Introducing a redox-active ferrocenyl moiety onto a polythiophene derivative towards high-performance flexible all-solid-state symmetric supercapacitors

A new design strategy of introducing redox-active metal-organic fragments onto the backbone of conductive polymers is proposed in this article towards conductive metallopolymers for flexible all-solid-state supercapacitor applications. Porous carbonaceous materials of high surface area act not only as the current collector but also as the substrate for potentiostatic electropolymerization. The as-prepared electrodes combine the advantages of pseudocapacitor electrode materials from metal-organic compounds and conductive polymers as well as electrical double-layer capacitor electrode materials from carbon fibers without involving composite formation. Moreover, the metallopolymer-coated carbonaceous electrodes are free-standing and binder-free, exhibiting splendid morphologies with cauliflower-like units consisting of open-top spheres at the micrometer scale.

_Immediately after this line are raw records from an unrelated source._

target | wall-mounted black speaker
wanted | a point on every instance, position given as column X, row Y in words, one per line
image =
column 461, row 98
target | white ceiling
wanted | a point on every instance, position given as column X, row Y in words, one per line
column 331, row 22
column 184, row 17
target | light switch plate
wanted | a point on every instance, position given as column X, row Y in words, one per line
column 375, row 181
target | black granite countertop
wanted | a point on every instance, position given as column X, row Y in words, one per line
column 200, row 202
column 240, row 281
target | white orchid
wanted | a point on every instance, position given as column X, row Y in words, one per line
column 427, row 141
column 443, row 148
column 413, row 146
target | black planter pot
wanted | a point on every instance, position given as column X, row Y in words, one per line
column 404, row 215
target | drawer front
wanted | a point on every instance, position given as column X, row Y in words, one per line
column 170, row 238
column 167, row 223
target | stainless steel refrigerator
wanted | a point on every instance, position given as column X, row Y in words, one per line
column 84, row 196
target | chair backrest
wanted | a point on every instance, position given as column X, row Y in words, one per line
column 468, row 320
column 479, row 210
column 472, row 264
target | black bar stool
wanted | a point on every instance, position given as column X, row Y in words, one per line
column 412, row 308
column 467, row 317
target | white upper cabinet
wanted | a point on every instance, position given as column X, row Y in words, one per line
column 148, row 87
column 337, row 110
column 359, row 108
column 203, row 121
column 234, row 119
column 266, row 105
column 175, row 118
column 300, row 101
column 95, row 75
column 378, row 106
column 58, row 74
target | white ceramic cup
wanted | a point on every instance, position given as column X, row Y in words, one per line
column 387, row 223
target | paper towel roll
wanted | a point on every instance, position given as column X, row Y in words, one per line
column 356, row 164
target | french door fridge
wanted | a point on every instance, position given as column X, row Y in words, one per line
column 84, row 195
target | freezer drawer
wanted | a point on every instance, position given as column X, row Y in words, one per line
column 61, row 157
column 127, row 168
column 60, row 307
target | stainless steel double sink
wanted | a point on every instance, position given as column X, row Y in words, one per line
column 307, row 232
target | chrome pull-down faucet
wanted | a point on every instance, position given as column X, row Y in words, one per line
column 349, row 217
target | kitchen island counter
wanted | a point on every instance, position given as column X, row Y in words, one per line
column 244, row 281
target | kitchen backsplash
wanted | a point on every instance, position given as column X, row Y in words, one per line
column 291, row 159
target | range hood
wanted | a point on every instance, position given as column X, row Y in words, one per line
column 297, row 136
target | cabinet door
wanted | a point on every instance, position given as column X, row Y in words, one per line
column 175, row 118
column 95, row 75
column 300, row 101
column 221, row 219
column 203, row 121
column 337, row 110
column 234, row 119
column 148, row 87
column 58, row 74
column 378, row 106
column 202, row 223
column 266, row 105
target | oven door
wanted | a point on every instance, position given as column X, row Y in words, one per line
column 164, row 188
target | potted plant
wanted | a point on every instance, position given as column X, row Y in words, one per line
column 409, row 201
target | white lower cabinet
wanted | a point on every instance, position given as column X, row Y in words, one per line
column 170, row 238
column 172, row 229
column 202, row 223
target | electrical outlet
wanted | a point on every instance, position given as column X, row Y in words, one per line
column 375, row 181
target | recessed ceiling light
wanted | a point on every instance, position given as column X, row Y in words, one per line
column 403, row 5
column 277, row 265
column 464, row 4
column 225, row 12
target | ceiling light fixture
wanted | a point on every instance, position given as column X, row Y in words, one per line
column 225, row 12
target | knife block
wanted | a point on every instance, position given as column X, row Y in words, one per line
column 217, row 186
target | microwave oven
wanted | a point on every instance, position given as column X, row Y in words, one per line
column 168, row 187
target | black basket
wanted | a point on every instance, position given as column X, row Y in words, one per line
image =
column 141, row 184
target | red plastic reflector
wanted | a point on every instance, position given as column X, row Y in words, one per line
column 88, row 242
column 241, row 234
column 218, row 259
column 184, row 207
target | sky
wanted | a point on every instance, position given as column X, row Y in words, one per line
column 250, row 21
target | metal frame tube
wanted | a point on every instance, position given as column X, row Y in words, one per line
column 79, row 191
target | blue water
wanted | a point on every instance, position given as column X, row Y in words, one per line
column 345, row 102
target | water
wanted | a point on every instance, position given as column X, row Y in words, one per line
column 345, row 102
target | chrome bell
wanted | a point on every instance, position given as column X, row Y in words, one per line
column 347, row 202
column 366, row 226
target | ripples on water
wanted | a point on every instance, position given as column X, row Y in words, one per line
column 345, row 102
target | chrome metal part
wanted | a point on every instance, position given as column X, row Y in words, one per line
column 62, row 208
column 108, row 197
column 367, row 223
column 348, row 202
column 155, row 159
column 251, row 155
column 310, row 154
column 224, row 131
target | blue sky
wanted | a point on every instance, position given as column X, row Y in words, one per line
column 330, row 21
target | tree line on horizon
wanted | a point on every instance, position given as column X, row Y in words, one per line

The controllable electrode preparation method together with the morphological study reveals the process of polymer growth responding to the imposed voltage. The highest areal specific capacitance of 2.97 F cm(-2) for the metallopolymer-coated carbonaceous electrodes surpasses those for almost all the flexible and binder-free supercapacitor electrodes reported so far. Two all-solid-state symmetric supercapacitor devices were assembled, and the flexible one exhibited ultrahigh capacitance (1.35 F cm(-2)), extraordinary cycling performance (88% retention after 15 000 cycles) and excellent mechanical stability. Moreover, both maximum energy densities (over 0.37 mW h cm(-2)) and maximum power densities (22.4 mW cm(-2)) of the devices are superior to those of all flexible all-solid-state symmetric devices in the literature and these values also stand out among the non-flexible ones.